Really - when it comes down to it - can you be more universal than either a single conjunction of what and where or the transition between a pair of what-wheres? Where does it say that encoding has to be a strictly parallel process? Part of this universal encoding is the sequencing of these things as the data streams in. A sequence or what-wheres is a unit of data. A sequence is also a description of a noun-verb-noun relationship of anything that can be perceived or imagined - an action if you will. The parsed input is transformed until you reach this relatively high level of description. The “letters” being seeming meaningless parsed patterns of bits until they map to the “words and phrases” of the WHAT and WHERE streams memory. The temporal part of HTM driving the transition of states in this stream.
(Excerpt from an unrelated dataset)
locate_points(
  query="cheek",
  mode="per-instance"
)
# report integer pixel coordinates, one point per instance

The implementation being various hardwired encoders that are genetically tailored to whatever it takes to transform each stream. Each is transformed into some data format that is common to all encodings so that they can be combined in useful ways. A what and where stream. The joy of it all is that the system is designed to learn whatever pattern that it might encounter. It’s universal. I note that grid encoding is, in fact, capable of performing these functions and has been observed doing so in the wild.
If this is in fact how the brain does work I could see more of the WHAT stream fed to the side being the speech half, with more of the WHERE stream being parsed out on the other; the one doing spatial navigation and spatial sequences in general.
Combine this with the consciousness loop I described earlier - you would have yourself something interesting.